О еде говорят от сытости. От духовного голода.

Недавно была в одной компании. Ребята — здоровенные лбы. Девчонки — клюшки. Сидят за столом. Молчат. Потом один белобрысый лоб говорит со значительным видом: «Не нравится мне эта этикетка на бутылке. На той бутылке — фирма! Суперок!» И опять молчание. Гремит магнитофон. Балдеж. Кайф.

Я подумала: если бы сейчас в этой компании оказался Пушкин и говорил бы что-нибудь блистательное, умное об искусстве, о поэзии, о любви, на него посмотрели бы с презрением, с иронической ухмылкой. Даже не понимая, что за этим напускным превосходством прячут они свое убожество.

А девчонки — клюшки! Как их парни могут уважать, если они сами себя не уважают. Дуры! Думают, если парень снял тебя с ветки, значит, ты завлекательная. Значит, что-то из себя представляешь.

Какие они жалкие и смешные. Хотя больше всего на свете боятся быть жалкими и смешными.

Если, к примеру, кого-нибудь из них собьет на дороге машина и она упадет на грязный асфальт и шляпка слетит с головы, то в эту минуту она не подумает об увечье, о сломанной ноге или ребре, она даже не почувствует боль, а испуганно оглянется по сторонам, смотрят ли на нее сейчас люди, на ее растрепанные волосы, на разорванный чулок, на упавшую в грязь шляпку. Это для нее окажется самым важным.

Как мы боимся быть смешными и как мы не замечаем того, когда мы действительно смешные!

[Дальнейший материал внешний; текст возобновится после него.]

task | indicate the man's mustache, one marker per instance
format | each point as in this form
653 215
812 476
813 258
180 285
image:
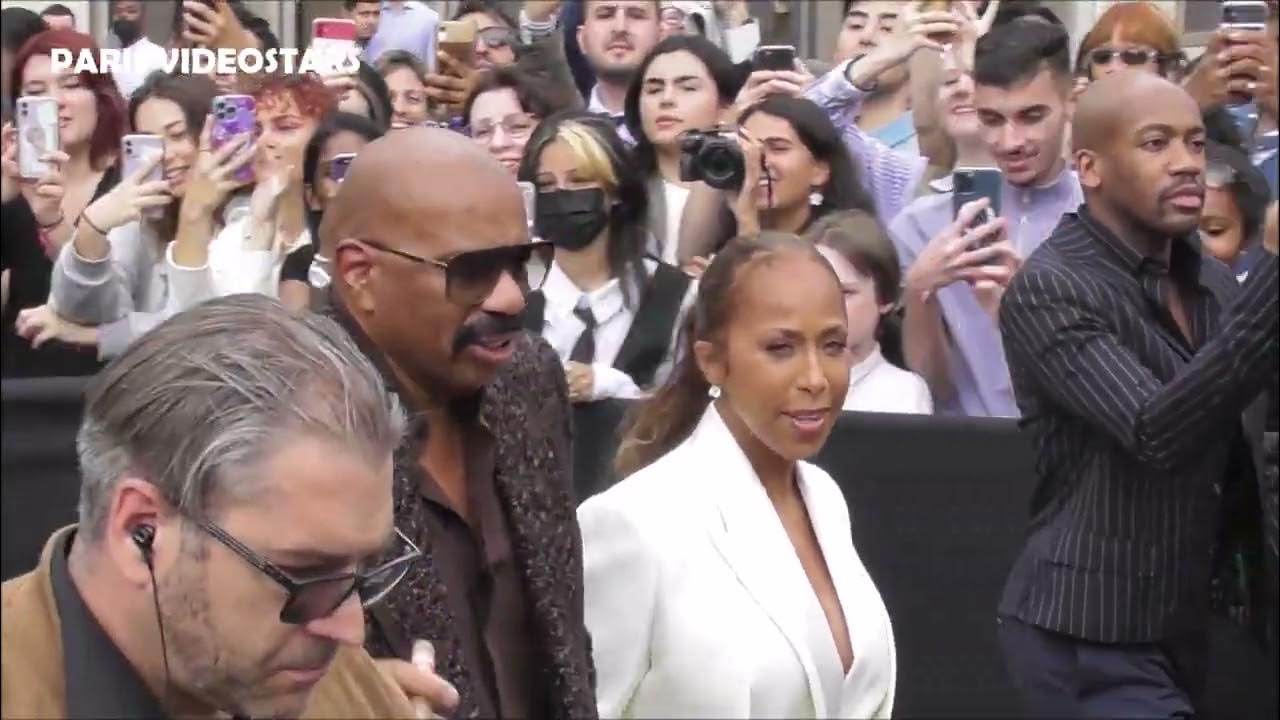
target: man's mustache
484 327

Нет у меня подруг. Когда кому-нибудь из них плохо, я радуюсь. Сама не знаю почему, но радуюсь. Правда, я радуюсь и тогда, когда мне самой плохо. Злорадствую над собой: «Ну, что — тебе плохо?.. Пусть будет еще хуже!» Может быть, в боли есть сладострастие? Да, я радуюсь, когда подруге или мне плохо, — все-таки что-то случилось в моей скучной жизни, какое-то событие, пусть и печальное, но от него захватывает дух. Интересно! А потом думаю, какая же я сволочь, что обрадовалась чужим неприятностям, чужому горю, и виновато начинаю жалеть подругу еще больше.